Екатерина Заболоцкая с детьми
Пока все кипело в сердцах пятерых людей (Василию Семеновичу предстояло оставить свою жену Ольгу Михайловну), пока все еще по существу оставалось неопределенным, Николай Алексеевич стал всем говорить, что женат он на мне и, взяв небольшое количество необходимых вещей, переехал в мою комнату в коммунальной квартире на «Первой Мещанской».
Ссориться мы начали буквально с первого же дня. Как только был исчерпан предыдущий предмет обсуждения, — выхожу я за него замуж или нет, — этим предметом стала политика. Я была сравнительно молода (двадцать восемь лет), мысли свои высказывала запальчиво. Заболоцкий отвечал мне спокойно и твердо: «Для меня политика — это химия. Я ничего не понимаю в химии, ничего не понимаю в политике, и не хочу об этом думать». По молодости, или по глупости, но я поняла его слова буквально. Если он не понимает — я ему объясню.
Дни-то какие были — конец октября, ноябрь 1956 года...
И вот я вдохновенно разглагольствовала о том, что без политики ничего не существует, что наша жизнь пропитана ею; несложными примерами я подкрепляла свои несложные мысли. Заболоцкий отмалчивался, но, видно, думал что-то свое. Как-то мы шли с ним вверх по Кузнецкому — из Книжной лавки ко мне на Мещанскую. У нас в руках были пакеты с только что купленными книгами: первый «День поэзии», сборник стихов Мартынова. Вдруг Николай Алексеевич остановился и спросил меня: «Скажи, Наташа, а ты не занимаешься ли химией?» Я засмеялась, и мы пошли дальше.

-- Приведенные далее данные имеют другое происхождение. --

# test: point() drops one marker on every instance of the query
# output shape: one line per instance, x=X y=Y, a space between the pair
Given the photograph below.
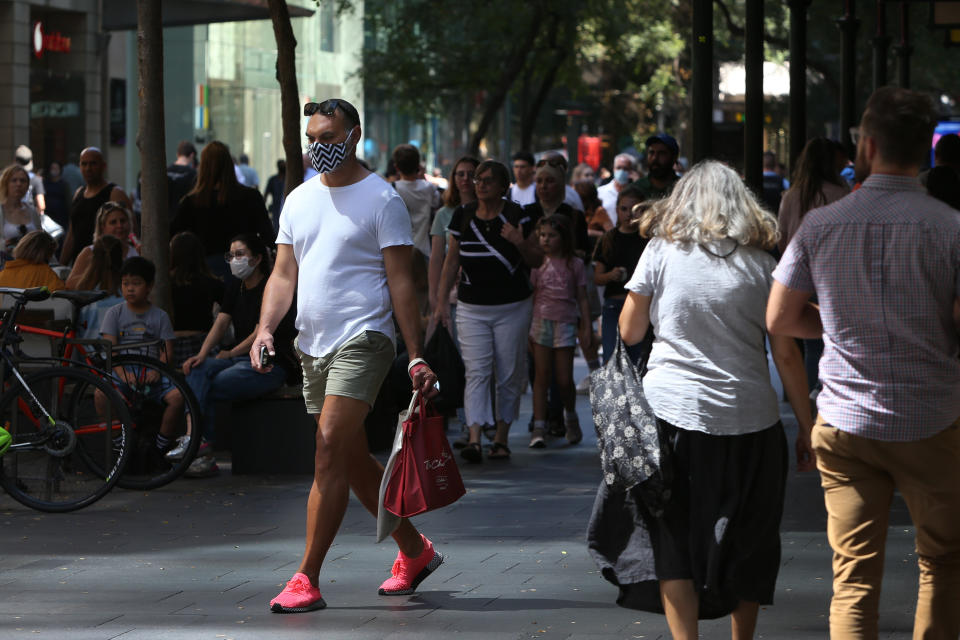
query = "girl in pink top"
x=560 y=315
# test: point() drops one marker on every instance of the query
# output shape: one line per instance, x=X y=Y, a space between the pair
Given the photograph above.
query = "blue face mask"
x=327 y=157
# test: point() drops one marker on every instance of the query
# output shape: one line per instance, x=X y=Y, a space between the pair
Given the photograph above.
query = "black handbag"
x=444 y=358
x=632 y=451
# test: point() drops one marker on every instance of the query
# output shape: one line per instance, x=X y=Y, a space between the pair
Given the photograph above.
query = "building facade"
x=69 y=78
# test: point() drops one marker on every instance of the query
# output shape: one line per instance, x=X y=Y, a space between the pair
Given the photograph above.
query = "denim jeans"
x=216 y=380
x=609 y=330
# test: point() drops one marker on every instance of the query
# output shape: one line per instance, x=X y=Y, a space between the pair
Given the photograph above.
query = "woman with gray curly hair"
x=703 y=282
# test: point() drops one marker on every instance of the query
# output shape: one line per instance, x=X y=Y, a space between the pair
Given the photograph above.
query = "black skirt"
x=720 y=529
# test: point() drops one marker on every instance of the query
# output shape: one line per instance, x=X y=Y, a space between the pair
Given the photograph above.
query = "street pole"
x=702 y=82
x=848 y=24
x=753 y=107
x=903 y=48
x=881 y=45
x=798 y=78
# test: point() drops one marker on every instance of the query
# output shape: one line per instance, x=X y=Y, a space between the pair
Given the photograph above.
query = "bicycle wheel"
x=160 y=401
x=73 y=458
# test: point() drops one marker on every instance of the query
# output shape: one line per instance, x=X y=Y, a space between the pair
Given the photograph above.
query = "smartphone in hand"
x=266 y=359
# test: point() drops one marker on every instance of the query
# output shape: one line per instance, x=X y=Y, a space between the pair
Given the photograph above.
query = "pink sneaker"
x=298 y=596
x=410 y=572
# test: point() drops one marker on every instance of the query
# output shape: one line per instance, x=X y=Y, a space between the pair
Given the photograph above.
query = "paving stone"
x=202 y=559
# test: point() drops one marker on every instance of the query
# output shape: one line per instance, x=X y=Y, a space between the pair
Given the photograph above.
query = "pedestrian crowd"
x=847 y=275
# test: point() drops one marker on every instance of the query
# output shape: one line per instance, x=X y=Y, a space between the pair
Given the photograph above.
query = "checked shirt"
x=884 y=263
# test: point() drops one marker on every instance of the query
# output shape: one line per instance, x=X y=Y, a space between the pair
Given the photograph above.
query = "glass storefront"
x=57 y=87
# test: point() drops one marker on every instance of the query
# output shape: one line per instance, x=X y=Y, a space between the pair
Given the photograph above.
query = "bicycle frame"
x=9 y=334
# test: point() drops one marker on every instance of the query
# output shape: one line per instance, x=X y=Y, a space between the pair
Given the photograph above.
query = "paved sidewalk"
x=202 y=558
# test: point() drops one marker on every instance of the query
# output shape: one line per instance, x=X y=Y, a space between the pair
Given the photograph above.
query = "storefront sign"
x=49 y=109
x=56 y=42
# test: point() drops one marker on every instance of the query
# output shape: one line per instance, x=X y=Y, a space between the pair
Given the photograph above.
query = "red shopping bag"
x=425 y=476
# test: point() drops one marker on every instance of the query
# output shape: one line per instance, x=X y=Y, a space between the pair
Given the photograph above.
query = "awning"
x=120 y=15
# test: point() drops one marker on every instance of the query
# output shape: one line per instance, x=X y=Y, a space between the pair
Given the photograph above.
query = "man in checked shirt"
x=884 y=263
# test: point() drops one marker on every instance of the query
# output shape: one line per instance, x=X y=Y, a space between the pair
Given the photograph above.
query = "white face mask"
x=242 y=268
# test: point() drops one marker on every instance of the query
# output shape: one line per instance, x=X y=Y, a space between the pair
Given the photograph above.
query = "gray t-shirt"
x=128 y=327
x=708 y=366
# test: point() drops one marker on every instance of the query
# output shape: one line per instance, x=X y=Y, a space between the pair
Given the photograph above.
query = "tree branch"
x=780 y=43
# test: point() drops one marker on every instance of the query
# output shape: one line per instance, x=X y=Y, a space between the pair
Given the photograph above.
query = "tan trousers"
x=859 y=476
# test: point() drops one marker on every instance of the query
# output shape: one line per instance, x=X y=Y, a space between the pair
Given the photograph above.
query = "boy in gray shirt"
x=134 y=320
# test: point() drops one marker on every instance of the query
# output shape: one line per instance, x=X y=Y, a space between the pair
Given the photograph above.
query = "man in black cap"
x=662 y=152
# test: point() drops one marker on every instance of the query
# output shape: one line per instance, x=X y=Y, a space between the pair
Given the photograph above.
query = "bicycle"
x=67 y=448
x=144 y=382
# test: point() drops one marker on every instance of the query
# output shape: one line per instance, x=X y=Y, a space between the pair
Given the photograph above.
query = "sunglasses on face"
x=329 y=108
x=230 y=255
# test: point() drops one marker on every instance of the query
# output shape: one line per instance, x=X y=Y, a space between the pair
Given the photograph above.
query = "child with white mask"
x=228 y=375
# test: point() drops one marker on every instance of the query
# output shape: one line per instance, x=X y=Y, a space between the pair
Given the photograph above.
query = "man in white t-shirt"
x=623 y=165
x=421 y=197
x=523 y=191
x=344 y=246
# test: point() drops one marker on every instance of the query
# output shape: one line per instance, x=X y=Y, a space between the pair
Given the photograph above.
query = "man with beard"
x=662 y=152
x=87 y=201
x=884 y=263
x=345 y=247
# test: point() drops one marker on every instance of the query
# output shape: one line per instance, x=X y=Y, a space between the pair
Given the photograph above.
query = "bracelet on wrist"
x=414 y=363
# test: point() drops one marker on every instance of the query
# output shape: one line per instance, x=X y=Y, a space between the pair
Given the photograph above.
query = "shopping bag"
x=387 y=522
x=425 y=476
x=632 y=452
x=444 y=358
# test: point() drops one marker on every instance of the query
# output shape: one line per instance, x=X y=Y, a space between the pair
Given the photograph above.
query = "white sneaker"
x=583 y=387
x=178 y=451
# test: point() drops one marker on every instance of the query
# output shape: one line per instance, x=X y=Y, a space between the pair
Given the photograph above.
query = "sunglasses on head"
x=553 y=162
x=329 y=108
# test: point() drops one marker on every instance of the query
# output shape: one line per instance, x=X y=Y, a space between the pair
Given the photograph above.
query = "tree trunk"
x=495 y=99
x=528 y=120
x=151 y=139
x=289 y=93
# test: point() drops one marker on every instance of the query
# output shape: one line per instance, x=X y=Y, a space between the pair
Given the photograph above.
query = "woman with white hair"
x=703 y=282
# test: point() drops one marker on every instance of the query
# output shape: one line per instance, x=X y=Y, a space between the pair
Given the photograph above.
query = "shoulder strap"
x=469 y=213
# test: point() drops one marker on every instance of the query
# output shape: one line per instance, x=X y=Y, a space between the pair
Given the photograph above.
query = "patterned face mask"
x=328 y=157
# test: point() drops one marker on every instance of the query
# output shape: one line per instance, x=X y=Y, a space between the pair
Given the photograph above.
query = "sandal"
x=472 y=453
x=536 y=439
x=498 y=452
x=573 y=432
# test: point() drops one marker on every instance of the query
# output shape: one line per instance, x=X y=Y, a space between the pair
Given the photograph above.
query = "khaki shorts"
x=355 y=370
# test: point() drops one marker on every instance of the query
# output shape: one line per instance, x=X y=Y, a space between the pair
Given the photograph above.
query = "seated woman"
x=112 y=219
x=228 y=375
x=30 y=266
x=196 y=294
x=101 y=274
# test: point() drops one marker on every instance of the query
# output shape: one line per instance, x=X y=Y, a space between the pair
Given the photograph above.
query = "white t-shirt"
x=421 y=199
x=524 y=196
x=337 y=235
x=608 y=198
x=708 y=366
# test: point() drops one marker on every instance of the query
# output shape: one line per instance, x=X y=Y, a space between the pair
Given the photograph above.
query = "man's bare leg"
x=343 y=460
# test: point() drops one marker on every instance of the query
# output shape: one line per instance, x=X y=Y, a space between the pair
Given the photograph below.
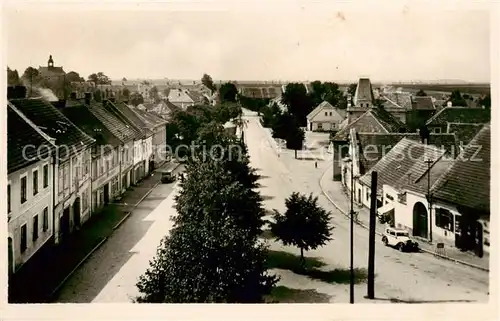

Войдя в комнату, Николай Алексеевич положил на стол пакеты и, не дав мне снять пальто, сказал: «Подойди ко мне». Я подошла, он обеими руками сжал мне лицо и, заставляя смотреть в глаза, с какой-то жестокой торжественностью сказал: «Наташа! Я прошу тебя дать мне честное слово, что ты не занимаешься химией. Ты не занимаешься тем, что я называю химией. Честное слово»...
Разве не главное в близости людей — заветная черта, которую не перейти влюбленности и страсти? В сущности, мы оставались чужими, но оба возлагали надежды на свой отъезд...
В Малеевке жили тогда именитые личности, к ним приехала машина из правления Союза писателей. На машине прибыла секретарша с заданием: получить у некоторых писателей подписи под воззванием к писателям-венграм. Заболоцкого не было в списке тех людей, к которым секретарше надлежало обратиться. Но я увидела, что он не только не рад, но, напротив, задет этим и озабочен. «Что же произошло, как ты думаешь? Почему ко мне не обращаются?»...
Сначала мне хотелось его успокоить, я сказала, что наверно просто забыли о нем, не знали, что он здесь. «Как же не знали? Известно, что я здесь». Тогда я не выдержала и сказала резко: «Я тебя не понимаю. Мне кажется, тебе просто повезло, ты можешь легко избежать унижения. А ты беспокоишься, что не попал в обойму»...
Странно — я очень хорошо помню эти свои слова и совсем не помню его ответа. Это часто бывает с людьми, когда они взволнованы. Но я думаю, что я не помню по одной только причине — что он не сказал мне ничего. Память у меня достаточно хорошая.
***
... И ни в коем случае я не хочу сказать, что Николай Алексеевич был мелким трусом. Я не хочу сказать, потому что я совсем так не думаю. Напротив, я думаю, что весь кошмар нашей жизни заключается не в том, что боятся трусы, а в том, что боятся храбрые.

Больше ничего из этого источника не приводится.